Par ailleurs, le propane ne se rend plus chez les agriculteurs, ni dans les écoles ni dans les hôpitaux, qui paniquent parce qu'on pourrait bien se retrouver dans une situation où on n'a plus de propane. Les villes pourraient ne plus avoir de chlore. Éventuellement, elles ne pourraient même plus traiter leur eau. Je crois que l'eau potable constitue une question importante. Le port de Montréal, si cela continue, ne pourrait plus recevoir des bateaux. C'est du moins ce qui a été sous-entendu aujourd'hui. Ce serait un blocage.

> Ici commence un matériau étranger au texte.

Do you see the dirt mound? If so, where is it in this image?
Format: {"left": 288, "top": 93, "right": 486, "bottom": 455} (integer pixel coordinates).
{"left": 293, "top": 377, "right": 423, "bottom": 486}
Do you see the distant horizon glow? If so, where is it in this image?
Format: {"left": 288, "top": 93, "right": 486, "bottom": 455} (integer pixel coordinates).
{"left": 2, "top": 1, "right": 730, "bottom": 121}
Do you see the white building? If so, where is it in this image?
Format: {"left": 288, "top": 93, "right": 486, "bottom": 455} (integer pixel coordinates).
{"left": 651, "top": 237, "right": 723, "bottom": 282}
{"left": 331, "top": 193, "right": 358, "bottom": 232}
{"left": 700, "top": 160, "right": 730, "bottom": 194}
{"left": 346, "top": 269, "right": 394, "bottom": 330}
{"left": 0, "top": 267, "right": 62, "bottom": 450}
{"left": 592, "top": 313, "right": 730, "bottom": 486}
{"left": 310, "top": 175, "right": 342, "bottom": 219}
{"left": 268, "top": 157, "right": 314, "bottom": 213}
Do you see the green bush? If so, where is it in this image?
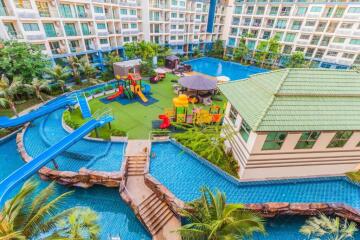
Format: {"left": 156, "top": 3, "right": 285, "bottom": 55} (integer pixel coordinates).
{"left": 346, "top": 170, "right": 360, "bottom": 183}
{"left": 105, "top": 85, "right": 114, "bottom": 91}
{"left": 140, "top": 61, "right": 154, "bottom": 77}
{"left": 63, "top": 111, "right": 81, "bottom": 130}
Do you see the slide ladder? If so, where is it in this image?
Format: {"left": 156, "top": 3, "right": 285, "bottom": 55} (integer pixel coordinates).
{"left": 77, "top": 93, "right": 92, "bottom": 118}
{"left": 0, "top": 113, "right": 113, "bottom": 206}
{"left": 0, "top": 97, "right": 77, "bottom": 128}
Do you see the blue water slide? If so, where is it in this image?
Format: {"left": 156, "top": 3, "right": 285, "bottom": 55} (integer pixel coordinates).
{"left": 0, "top": 97, "right": 77, "bottom": 128}
{"left": 77, "top": 94, "right": 92, "bottom": 118}
{"left": 0, "top": 116, "right": 113, "bottom": 206}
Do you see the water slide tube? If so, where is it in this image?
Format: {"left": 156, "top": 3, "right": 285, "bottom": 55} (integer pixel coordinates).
{"left": 0, "top": 97, "right": 77, "bottom": 128}
{"left": 0, "top": 116, "right": 113, "bottom": 206}
{"left": 107, "top": 86, "right": 124, "bottom": 101}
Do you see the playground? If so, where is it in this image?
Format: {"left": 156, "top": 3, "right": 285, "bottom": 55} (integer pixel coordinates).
{"left": 65, "top": 73, "right": 226, "bottom": 139}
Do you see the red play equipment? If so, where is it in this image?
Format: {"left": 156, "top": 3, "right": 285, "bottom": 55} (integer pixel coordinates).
{"left": 158, "top": 114, "right": 170, "bottom": 129}
{"left": 107, "top": 86, "right": 124, "bottom": 100}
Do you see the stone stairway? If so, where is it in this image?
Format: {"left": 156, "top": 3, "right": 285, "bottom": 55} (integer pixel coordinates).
{"left": 120, "top": 140, "right": 181, "bottom": 240}
{"left": 138, "top": 193, "right": 175, "bottom": 235}
{"left": 127, "top": 156, "right": 146, "bottom": 176}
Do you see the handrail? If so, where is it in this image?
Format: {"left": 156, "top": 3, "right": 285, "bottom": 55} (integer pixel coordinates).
{"left": 92, "top": 107, "right": 113, "bottom": 121}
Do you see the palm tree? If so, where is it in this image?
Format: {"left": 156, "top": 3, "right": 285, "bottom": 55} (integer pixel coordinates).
{"left": 178, "top": 187, "right": 265, "bottom": 240}
{"left": 0, "top": 74, "right": 23, "bottom": 117}
{"left": 300, "top": 214, "right": 358, "bottom": 240}
{"left": 81, "top": 60, "right": 97, "bottom": 82}
{"left": 53, "top": 208, "right": 100, "bottom": 239}
{"left": 68, "top": 56, "right": 83, "bottom": 84}
{"left": 0, "top": 180, "right": 100, "bottom": 240}
{"left": 47, "top": 65, "right": 70, "bottom": 93}
{"left": 26, "top": 78, "right": 50, "bottom": 102}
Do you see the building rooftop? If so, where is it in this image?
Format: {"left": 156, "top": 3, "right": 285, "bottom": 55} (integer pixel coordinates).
{"left": 219, "top": 68, "right": 360, "bottom": 132}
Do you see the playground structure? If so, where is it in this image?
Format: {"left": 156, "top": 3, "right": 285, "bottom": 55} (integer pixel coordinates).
{"left": 150, "top": 69, "right": 166, "bottom": 84}
{"left": 106, "top": 73, "right": 151, "bottom": 103}
{"left": 156, "top": 94, "right": 224, "bottom": 129}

Dans ma circonscription, je pense aux entreprises qui en écopent. ArcelorMittal nous appelle chez nous. Près de 2 000 personnes y travaillent. On nous dit qu'il va falloir ralentir la cadence à un moment donné. Les métaux n'arrivent plus et ils ne sont plus capables de produire le stock. Danone, qui emploie des centaines de personnes de la circonscription et qui fournit tout le yogourt au pays, nous dit la même chose. Le yogourt ne sera plus bon et ils ne savent plus quoi faire.
Aujourd'hui, devant tous ces problèmes, on a un premier ministre qui s'est dit qu'il allait faire une déclaration de ministre à la Chambre des communes, mais qui n'a rien dit. Il nous a simplement répété les mêmes choses, c'est-à-dire qu'il y avait un problème et qu'ils vont essayer de se parler. Il n'y a pas de solution ni de plan d'action. On est pas mal découragé.
Pourtant, le Bloc québécois a proposé des solutions. On a proposé de mettre en place une cellule de crise dès le début. Le gouvernement ne l'a pas fait. Il a attendu. Après cela, on a proposé un médiateur. Le gouvernement n'a rien fait, il a attendu. On a proposé de revenir à la Chambre, hier. Le gouvernement n'a pas voulu. On propose aussi — ce serait la moindre des choses — d'arrêter les travaux du pipeline Coastal GasLink, cela serait peut-être bon pour le dialogue.
On aimerait que le gouvernement écoute nos propositions et qu'il se mette à l'action. On pourrait aussi, au bout du compte, finir par étudier comme il faut la Loi sur les Indiens et par la rendre conforme aux exigences et aux besoins des Premières Nations.